A. Robert Freeley v. United States
This text of 465 F.2d 1403 (A. Robert Freeley v. United States) is published on Counsel Stack Legal Research, covering Court of Appeals for the Fifth Circuit primary law. Counsel Stack provides free access to over 12 million legal documents including statutes, case law, regulations, and constitutions.
Opinion
A letter from appellant, a federal prisoner, to the district court was, at the election of the district court, treated as a petition for mandamus, docketed and dismissed. There was no service upon the United States nor any agent thereof and no response was required.
Relying on notice pleading concepts and the supervening Supreme Court decision of Haines v.
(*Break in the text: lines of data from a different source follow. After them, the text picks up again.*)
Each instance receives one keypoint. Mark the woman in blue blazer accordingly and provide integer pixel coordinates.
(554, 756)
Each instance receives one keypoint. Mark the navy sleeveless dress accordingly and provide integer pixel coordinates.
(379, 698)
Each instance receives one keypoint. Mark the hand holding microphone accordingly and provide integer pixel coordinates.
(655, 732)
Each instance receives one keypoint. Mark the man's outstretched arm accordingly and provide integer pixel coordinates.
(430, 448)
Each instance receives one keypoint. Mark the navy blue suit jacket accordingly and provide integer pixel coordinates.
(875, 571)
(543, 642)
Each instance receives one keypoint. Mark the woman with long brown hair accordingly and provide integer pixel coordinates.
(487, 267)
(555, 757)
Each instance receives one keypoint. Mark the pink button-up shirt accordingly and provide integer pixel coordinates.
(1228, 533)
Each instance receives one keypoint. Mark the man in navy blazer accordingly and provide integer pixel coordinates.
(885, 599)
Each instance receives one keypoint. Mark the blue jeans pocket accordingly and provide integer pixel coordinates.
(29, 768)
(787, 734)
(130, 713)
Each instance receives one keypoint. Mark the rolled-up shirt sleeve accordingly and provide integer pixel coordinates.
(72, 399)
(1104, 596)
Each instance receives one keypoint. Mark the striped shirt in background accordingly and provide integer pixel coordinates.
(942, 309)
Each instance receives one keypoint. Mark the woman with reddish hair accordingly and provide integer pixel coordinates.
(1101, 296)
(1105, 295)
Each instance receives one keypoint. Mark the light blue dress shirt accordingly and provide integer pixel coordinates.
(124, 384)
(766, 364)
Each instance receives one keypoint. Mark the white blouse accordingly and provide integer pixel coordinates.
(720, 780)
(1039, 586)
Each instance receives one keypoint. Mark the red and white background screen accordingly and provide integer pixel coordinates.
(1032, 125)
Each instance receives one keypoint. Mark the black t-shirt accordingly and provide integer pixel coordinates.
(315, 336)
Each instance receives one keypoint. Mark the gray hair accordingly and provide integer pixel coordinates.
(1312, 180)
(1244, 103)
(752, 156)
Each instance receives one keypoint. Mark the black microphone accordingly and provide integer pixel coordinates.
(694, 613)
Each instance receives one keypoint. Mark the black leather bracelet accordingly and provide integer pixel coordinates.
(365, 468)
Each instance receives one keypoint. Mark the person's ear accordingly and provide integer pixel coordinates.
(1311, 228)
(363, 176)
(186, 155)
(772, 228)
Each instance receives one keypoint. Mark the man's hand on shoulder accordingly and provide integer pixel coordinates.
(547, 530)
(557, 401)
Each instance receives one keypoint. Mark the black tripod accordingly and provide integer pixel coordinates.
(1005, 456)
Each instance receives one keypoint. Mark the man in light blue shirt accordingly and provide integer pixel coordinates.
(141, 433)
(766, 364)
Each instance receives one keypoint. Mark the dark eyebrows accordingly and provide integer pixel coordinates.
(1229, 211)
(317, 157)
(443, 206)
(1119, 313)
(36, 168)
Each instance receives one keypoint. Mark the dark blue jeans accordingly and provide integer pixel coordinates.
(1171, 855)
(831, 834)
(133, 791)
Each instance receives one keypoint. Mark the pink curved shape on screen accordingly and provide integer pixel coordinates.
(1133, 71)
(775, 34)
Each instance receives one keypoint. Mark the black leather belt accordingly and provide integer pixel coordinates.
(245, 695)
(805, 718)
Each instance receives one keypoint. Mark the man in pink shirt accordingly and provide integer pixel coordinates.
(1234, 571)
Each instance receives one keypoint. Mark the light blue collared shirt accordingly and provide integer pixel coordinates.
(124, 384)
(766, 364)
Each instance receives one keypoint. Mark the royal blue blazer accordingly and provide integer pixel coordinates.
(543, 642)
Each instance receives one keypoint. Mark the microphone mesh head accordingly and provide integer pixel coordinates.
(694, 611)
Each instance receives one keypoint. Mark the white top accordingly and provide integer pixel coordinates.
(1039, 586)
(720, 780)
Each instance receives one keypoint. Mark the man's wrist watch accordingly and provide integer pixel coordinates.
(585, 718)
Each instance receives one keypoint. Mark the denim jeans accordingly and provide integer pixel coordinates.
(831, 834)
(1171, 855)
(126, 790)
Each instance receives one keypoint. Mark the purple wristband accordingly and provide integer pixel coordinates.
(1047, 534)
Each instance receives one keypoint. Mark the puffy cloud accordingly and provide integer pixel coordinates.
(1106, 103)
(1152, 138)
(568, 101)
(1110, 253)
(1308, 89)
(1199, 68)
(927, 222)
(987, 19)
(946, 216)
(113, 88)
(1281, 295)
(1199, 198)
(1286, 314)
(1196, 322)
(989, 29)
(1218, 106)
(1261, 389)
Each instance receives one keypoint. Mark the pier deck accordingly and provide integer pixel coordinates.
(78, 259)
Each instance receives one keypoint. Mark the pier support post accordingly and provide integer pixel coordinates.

Kerner, 1972, 404 U.S. 519, 92 S.Ct. 594, 30 L.Ed.2d 652, appellant now urges that he was entitled to offer proof to substantiate the claims contained in the letter. We agree. Since the district court so considered it, we proceed on the assumption that appellant’s letter is a complaint or pleading. Having in mind the allegations which are set forth in the letter with respect to his need for security from attack by other inmates, we cannot say with assurance that it appears beyond doubt that appellant could prove no set of facts which would entitle him to relief. This is the test of Haines v. Kerner, supra, also in-involving a prisoner suit.
Vacated and remanded for further proceedings not inconsistent herewith.